Our big news this week… we have our car back! After being without for nearly two months and having our adventure bubble burst, or at least deflated, plus being reliant on our lovely neighbours for lifts to here and there we are finally free again to explore at leisure. We can continue our discovery of our nearby towns, villages, lakes and countryside, and we can continue to find treasures for our Etsy shop. With a complete new front end needed we waited, then waited some more but in the end Monsieur Boulesteix at our local Peugeot garage came up trumps. A job very well done. Most things take longer in France, but so far we’d say most things are done better and this was no exception. Today we filled our car very nicely full with all manner of rusty gold.
When back in Edinburgh one of our most popular TV choices was American Pickers, a US daytime series where two lovers of all things vintage tour all manner of barns, trailers and dusty outhouses in search of ‘rusty gold’. After doing the dance with sealing the best deal, the finds are then sold through their store, Antique Archaeology. It’s hardly highbrow TV but it’s given us a catchphrase that reminds us of Edinburgh. I was going to write reminds us of home, but well… home is where the heart is and our hearts are very much here now. To be honest we don’t really look for rusty gold. Patinated gold maybe, but often when out on our daily walks we’ll see an old, very dead Citroen or retired, ancient farm machinery left out to graze in a field and out comes our catchphrase. It makes us smile.
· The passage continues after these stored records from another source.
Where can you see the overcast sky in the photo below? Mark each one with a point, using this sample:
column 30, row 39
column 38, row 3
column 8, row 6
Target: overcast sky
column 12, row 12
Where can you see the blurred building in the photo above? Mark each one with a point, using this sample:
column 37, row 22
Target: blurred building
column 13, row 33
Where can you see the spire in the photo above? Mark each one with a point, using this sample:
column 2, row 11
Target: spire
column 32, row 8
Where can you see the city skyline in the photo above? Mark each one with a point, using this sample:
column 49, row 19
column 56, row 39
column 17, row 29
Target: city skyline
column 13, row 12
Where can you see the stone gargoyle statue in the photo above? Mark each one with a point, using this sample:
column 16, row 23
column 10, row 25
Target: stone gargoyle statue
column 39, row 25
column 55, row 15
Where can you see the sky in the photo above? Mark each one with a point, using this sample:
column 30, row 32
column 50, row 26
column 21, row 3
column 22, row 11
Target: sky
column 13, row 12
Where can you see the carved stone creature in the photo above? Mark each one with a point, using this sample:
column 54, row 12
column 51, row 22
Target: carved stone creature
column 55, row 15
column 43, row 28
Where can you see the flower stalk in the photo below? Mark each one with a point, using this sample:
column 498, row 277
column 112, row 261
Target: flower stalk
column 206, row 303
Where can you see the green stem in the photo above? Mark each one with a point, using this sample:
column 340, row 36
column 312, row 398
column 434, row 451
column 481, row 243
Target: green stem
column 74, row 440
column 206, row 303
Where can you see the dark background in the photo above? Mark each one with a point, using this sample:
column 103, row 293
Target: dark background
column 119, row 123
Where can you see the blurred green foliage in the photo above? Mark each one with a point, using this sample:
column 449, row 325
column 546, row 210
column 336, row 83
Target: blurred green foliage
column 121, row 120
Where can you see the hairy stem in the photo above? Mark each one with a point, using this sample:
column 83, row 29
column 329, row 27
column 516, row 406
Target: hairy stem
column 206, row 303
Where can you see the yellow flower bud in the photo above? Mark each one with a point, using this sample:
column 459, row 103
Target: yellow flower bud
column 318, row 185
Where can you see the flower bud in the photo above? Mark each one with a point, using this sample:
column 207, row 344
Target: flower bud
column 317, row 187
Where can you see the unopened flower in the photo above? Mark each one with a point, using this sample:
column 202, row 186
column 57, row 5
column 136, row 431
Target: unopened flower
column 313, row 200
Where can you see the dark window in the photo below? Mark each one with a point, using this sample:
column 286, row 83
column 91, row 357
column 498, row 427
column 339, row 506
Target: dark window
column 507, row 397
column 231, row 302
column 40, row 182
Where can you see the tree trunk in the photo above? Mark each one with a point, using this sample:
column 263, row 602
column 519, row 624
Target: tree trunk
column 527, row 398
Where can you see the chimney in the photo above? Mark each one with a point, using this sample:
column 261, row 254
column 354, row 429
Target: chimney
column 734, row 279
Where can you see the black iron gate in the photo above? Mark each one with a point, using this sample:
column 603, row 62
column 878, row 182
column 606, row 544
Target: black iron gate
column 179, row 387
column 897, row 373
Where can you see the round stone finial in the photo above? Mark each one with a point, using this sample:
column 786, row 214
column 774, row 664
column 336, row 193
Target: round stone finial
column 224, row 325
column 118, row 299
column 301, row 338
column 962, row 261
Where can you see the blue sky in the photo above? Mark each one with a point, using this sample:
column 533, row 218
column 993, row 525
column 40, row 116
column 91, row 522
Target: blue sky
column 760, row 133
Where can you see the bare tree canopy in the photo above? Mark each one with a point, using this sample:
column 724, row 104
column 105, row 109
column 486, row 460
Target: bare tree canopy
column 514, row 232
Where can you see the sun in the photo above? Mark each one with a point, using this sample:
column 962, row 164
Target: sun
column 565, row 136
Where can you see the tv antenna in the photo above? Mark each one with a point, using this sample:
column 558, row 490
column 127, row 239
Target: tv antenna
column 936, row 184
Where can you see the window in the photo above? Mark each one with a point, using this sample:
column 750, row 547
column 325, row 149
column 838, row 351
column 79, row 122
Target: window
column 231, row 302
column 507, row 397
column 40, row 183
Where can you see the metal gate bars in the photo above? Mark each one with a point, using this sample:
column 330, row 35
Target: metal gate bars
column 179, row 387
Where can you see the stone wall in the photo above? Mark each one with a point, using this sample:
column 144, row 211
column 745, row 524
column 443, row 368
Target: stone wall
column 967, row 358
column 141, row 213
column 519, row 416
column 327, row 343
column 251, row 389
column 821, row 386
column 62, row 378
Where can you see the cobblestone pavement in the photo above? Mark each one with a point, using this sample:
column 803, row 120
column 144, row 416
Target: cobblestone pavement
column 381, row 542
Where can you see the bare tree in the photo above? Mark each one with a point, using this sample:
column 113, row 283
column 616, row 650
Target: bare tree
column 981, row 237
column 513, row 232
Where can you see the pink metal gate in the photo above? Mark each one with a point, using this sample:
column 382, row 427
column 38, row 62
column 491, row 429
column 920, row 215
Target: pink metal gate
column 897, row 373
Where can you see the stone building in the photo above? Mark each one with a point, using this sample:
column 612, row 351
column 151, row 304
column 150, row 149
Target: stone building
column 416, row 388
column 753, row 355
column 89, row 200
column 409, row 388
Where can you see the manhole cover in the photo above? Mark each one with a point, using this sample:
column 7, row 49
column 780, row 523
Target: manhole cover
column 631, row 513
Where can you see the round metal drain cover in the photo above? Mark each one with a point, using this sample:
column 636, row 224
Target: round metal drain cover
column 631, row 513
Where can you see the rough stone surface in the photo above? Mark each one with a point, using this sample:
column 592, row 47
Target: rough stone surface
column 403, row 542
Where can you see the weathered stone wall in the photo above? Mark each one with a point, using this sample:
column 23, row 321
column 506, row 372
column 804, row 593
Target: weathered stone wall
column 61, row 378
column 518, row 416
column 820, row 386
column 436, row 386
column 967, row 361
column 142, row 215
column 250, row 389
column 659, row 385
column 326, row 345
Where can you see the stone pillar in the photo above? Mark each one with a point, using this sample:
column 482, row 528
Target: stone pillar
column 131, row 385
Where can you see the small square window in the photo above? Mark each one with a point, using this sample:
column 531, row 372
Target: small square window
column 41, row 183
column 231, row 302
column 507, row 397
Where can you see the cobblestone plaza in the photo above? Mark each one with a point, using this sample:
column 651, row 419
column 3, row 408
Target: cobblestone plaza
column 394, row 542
As well as being reunited with our car we have also just had the same experience with our summer clothes. Not being able to return to Edinburgh and not really wanting to unnecessarily buy a new summer wardrobe, our very much missed and loved ones posted out a king sized box of shorts, t-shirts, sandals and summer dresses, not to mention fabulous birthday and Mother’s Day surprises. Just in time too, as today our temperature reached 20 degrees with this weekend promising even more. Spring feels like the sort of summer we’re used to. Nature and its rainbow of colours are blooming, and previously unseen life has emerged from hibernation. Our animal friends are constantly being relocated from one field to another one nearby, and one such animal family more than matches our own gaze.
We’re always being stared at by cows. Pretty brown ones with pale noses and rings around their eyes. We are both animal lovers, probably more than most, and through our daily explores we’re now very happy to be on first name terms with goats, ponies, llama, sheep, donkeys, horses, deer, coypu, all manner of birds, poultry and fields of grazing, or more frequently, gazing cows. Pepper’s favourite are the poultry and coypu, but that’s just her stomach talking. We have to keep her on a tight leash when either is in sight. We also had our first sighting of a herd of wild boar last week and Pepper’s lead was on before we could take a breath.

Our next update will almost certainly include links to booking pages for our new gite, La Terrasse de Citron (above). Either that or updates from our garden which has taken a back seat for a few weeks. With our car back on the road we can now take our hoard of garden debris to the tip and clear the way for stage two of Le Garden Rescue. With so much to do there’s barely enough time to fit in a round of golf. Actually that’s a lie. My golf game is on par with my French, and with Heather on a 43-day Duolingo streak we will both soon be past what could be classed as ‘beginners’. We’ve even been back to school and learned how to say the alphabet in French. G and J are a pain, G is pronounced jhay and J is pronounced jhee. We’ve got it now and yeah… we’re probably still beginners.